There has been a conversation brewing on the internets about a dilemma, which is this: it's pretty clear that the Bush administration is guilty of war crimes, and yet it is also pretty clear that prosecuting Bush administration officials--and Bush himself--is a political non-starter. Such an attempt to prosecute by the Obama administration would bitterly divide the country and completely derail the legislative agenda. So it's a bit of a pickle.

But in the meantime, various folks have been convincingly calling out the way in which--yes--Orwellian language surrounding torture has obscured public debate on the subject. Glenn Greenwald (definitely worth reading in full):

...[A] major reason why the Bush administration was able to break numerous laws in general, and subject detainees to illegal torture specifically, is because the media immediately mimicked the Orwellian methods adopted by the administration to speak about and obfuscate these matters. Objective propositions that were never in dispute and cannot be reasonably disputed were denied by the Bush administration, and -- for that reason alone (one side says it's true) -- the media immediately depicted these objective facts as subject to reasonable dispute.

Hence: "war crimes" were transformed into "policy disputes" between hawkish defenders of the country and shrill, soft-on-terror liberals. "Torture" became "enhanced interrogation techniques which critics call torture." And, most of all, flagrant lawbreaking -- doing X when the law says: "X is a felony" -- became acting "pursuant to robust theories of executive power" or "expansive interpretations of statutes and treaties" or, at worst, "in circumvention of legal frameworks."
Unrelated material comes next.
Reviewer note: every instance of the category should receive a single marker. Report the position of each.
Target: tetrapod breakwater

And in the NYT Opinion pages, Roger Cohen:

Of the 770 detainees grabbed here and there and flown to Guantánamo, only 23 have ever been charged with a crime. Of the more than 500 so far released, many traumatized by those “enhanced” techniques, not one has received an apology or compensation for their season in hell.
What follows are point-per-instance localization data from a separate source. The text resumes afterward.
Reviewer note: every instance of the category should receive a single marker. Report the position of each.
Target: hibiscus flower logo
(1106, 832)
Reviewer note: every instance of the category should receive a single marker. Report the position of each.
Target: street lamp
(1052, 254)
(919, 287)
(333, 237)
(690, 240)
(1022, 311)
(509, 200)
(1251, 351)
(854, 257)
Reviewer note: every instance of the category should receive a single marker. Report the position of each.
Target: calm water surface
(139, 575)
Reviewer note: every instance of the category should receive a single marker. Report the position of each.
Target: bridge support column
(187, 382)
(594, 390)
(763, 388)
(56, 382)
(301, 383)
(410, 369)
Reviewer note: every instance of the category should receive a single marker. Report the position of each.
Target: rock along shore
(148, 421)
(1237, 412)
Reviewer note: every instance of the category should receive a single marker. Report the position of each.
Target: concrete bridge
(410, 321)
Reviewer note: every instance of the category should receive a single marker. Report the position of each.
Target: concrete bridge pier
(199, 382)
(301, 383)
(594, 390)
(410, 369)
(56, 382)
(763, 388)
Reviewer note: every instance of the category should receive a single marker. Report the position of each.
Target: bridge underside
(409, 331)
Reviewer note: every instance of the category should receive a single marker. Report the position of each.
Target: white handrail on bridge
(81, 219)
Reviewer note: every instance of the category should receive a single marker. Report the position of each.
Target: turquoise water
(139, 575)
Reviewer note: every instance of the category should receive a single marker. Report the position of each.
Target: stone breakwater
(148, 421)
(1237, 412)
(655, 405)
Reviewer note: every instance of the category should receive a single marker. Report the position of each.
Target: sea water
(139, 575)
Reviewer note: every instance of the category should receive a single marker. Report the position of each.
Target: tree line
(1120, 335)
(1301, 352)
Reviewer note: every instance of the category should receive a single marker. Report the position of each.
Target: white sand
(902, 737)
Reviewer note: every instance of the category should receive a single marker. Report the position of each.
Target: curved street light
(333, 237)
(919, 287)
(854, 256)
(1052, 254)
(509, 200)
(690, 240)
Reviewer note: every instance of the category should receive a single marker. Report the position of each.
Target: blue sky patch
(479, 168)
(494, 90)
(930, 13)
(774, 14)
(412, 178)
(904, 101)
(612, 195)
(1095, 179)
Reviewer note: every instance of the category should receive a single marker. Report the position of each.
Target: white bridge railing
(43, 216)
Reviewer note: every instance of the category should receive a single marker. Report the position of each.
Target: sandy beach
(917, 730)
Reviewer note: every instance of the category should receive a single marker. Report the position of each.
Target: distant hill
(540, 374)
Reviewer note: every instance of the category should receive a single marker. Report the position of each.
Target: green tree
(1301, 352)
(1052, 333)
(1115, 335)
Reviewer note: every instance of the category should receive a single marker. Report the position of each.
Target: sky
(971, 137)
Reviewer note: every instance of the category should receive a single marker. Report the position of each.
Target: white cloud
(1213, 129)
What they got on release was a single piece of paper from the American government. A U.S. official met one of the dozens of Afghans now released from Guantánamo and was so appalled by this document that he forwarded me a copy.
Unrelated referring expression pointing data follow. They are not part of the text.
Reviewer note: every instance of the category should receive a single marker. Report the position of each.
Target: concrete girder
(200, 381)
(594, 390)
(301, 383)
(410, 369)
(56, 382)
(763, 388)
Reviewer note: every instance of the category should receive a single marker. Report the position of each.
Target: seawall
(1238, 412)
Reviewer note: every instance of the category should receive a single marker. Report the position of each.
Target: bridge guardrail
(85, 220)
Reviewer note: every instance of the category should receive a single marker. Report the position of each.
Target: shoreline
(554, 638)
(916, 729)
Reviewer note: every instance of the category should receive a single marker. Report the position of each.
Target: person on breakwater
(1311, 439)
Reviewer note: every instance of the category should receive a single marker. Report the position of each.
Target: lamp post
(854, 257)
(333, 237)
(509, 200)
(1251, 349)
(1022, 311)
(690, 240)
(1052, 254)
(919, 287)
Dated Oct. 7, 2006, it reads as follows:

“An Administrative Review Board has reviewed the information about you that was talked about at the meeting on 02 December 2005 and the deciding official in the United States has made a decision about what will happen to you. You will be sent to the country of Afghanistan. Your departure will occur as soon as possible.”

That’s it, the one and only record on paper of protracted U.S. incarceration: three sentences for four years of a young Afghan’s life, written in language Orwell would have recognized.

We have “the deciding official,” not an officer, general or judge. We have “the information about you,” not allegations, or accusations, let alone charges. We have “a decision about what will happen to you,” not a judgment, ruling or verdict. This is the lexicon of totalitarianism. It is acutely embarrassing to the United States.
Chilling? Yes. Disturbing? Yes. Outrageous? Definitely. Of course, everyone sounds like a high school sophomore when making these arguments, so it's hard to get through to anybody.

1 comment:

Lindsay Katai said...

I feel like my mind avoids thinking about this because it's just too awful. I think it's a defense mechanism and I think that's the same thing that happened with the press, shameful as it is. I think we're letting him get away with it because we almost can't wrap our minds around the fact that it happened and is happening.